The executives represent one side of a widening rift within the Communist Party, said Li Cheng, director of research at the Brookings Institution’s John L. Thornton China Center in Washington. It will grow as the country continues to develop, pitting them and businesses in coastal regions against those who want to redistribute more of China’s growing income and develop interior provinces.

“This is what I call one party, two factions,” Li said.

I doubt the “anti-tax” teabaggers know just how much they have in common with the Chinese Communists, but it’s not surprising to those of us who study the right wing:

[N]ot only did Norquist entertain guests under a portrait of the first head of state of the Soviet Union, he also studied the writings of Antonio Gramsci, the most famous Italian Communist, best known for his concept of cultural hegemony.

From Blinded By The Right:

Despite his promise as an academic, Gramsci became active in the Socialist Party and launched a career as a fierce pamphleteer, making himself a voice to be reckoned with throughout Italian political circles. Inspired by the Bolshevik Revolution in October 1917, Gramsci sided with the Communist minority within the Socialist Party and built up the Italian Communist Party at the dawn of the Italian fascist movement. After serving as Italy’s delegate in Moscow to the communist International, he was elected general secretary of the Communist Party in Italy. Soon thereafter, Gramsci was arrested by the government in Rome and spent ten years in prison producing his most influential revolutionary writings, in the form of notebooks and letters, before dying of a cerebral hemorrhage in 1937. Two decades later, his writings were studied carefully by the radical left throughout the world, particularly by leaders of revolutionary movements in the Third World — and by the anti-Communist Grover Norquist.
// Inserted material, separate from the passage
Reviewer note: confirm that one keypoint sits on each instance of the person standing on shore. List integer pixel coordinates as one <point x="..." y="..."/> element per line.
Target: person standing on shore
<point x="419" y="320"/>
Gramsci’s concept of cultural hegemony was sprung out of his quest to understand why the working classes weren’t more willing to rise up and overthrow the ruling classes. Gramsci posited that culture must be investigated to see what norms contributed to reinforcing (or dismantling) of the larger social structure.

Given his populist framing of his anti-tax group and its efforts, Norquist seems to understand what Gramsci was getting at, albeit with a much different goal.

Yes, I think these strange bedfellows — the teabaggers and the communists — understand each other very, very well.